Other call sequences that lead to tagCompare may be different, but in the sequence through TIFFFindField, it is the b parameter which can hold the wildcard type specification, and not the a parameter.
the change below fixes the wildcarding operation
static int tagCompare(const void* a, const void* b) {

const TIFFField* ta = *(const TIFFField**) a; const TIFFField* tb = *(const TIFFField**) b; /* NB: be careful of return values for 16-bit platforms */ if (ta->field_tag != tb->field_tag)
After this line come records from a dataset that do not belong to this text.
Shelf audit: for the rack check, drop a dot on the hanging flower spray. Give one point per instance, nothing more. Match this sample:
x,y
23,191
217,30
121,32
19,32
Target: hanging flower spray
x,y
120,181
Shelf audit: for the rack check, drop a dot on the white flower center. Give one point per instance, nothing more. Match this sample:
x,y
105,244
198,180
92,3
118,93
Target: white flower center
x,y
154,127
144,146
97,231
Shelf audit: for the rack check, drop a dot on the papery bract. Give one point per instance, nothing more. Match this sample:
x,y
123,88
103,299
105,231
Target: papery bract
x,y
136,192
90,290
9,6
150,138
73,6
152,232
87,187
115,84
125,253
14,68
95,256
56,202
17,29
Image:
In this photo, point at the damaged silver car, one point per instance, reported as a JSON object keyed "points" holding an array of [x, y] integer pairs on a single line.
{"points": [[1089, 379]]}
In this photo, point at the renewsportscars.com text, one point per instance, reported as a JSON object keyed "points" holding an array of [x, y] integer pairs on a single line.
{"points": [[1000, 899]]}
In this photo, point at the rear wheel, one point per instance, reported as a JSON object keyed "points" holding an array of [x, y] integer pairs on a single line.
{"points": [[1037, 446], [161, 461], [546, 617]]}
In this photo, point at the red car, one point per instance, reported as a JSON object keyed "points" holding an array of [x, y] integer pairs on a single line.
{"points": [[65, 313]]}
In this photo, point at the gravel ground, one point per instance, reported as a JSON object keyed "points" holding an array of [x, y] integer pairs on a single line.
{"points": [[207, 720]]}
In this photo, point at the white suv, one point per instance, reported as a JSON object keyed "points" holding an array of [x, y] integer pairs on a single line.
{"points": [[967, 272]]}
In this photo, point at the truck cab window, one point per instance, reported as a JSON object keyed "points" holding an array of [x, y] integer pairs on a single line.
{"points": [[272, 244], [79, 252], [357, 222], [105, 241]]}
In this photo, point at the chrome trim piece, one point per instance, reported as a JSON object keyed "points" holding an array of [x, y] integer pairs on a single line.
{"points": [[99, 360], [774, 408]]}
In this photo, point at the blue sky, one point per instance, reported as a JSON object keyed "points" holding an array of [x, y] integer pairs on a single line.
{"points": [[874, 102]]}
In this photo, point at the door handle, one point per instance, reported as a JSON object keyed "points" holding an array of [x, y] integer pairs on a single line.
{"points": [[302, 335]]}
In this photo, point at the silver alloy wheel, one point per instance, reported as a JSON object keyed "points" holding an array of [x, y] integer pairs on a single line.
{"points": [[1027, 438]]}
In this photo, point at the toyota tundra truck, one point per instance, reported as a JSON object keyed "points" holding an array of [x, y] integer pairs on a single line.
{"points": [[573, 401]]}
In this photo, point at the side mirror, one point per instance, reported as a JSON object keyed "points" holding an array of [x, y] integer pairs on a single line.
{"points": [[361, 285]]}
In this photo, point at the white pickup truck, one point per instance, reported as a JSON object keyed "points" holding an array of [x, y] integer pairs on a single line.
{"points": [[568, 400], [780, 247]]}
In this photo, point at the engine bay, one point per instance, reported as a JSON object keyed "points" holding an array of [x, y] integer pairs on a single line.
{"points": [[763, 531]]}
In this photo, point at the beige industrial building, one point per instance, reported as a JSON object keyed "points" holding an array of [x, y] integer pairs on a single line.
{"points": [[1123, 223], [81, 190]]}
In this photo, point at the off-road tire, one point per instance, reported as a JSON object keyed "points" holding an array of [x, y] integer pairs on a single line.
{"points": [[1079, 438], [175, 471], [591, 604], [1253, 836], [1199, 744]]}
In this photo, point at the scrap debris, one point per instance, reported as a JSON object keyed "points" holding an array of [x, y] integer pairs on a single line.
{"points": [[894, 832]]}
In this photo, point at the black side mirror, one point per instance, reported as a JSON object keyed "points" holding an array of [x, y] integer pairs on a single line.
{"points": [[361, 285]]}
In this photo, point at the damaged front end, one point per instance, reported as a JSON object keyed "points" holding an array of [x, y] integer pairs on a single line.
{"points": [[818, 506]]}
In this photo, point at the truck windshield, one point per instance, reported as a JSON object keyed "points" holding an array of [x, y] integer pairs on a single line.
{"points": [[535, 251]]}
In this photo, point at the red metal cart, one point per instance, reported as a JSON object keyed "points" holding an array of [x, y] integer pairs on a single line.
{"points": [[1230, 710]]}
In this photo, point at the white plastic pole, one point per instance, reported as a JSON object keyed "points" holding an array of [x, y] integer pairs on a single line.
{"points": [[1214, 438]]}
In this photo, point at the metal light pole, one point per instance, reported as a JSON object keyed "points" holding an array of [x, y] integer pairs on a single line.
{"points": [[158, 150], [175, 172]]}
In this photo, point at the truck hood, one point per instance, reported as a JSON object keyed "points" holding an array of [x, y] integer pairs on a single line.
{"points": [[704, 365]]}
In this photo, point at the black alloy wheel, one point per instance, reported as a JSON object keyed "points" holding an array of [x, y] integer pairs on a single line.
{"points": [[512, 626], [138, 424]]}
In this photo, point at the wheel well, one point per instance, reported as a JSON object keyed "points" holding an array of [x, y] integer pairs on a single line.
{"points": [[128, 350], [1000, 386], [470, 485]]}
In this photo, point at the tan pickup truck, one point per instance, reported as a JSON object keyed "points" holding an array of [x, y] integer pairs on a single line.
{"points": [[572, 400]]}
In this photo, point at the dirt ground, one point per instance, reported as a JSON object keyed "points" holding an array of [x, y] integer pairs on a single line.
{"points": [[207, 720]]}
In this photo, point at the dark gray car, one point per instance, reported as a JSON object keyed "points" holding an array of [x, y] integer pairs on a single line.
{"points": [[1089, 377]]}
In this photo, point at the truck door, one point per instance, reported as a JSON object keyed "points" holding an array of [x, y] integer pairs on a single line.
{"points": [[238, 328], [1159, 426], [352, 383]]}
return (int)ta->field_tag - (int)tb->field_tag;

else

// return (ta->field_type == TIFF_ANY) ?
// 0 : ((int)tb->field_type - (int)ta->field_type);

return (tb->field_type == TIFF_ANY) ? // changed return

0 : ((int)tb->field_type - (int)ta->field_type);

}
with these changes, it appears that my problems reading GeoTIFF files are resolved.

04/03/08 08:02:03 changed by wbaer

As already mentioned in #2151 part 2 of the above fix together with the fix in #2151 solved also my gtiff problems on wince.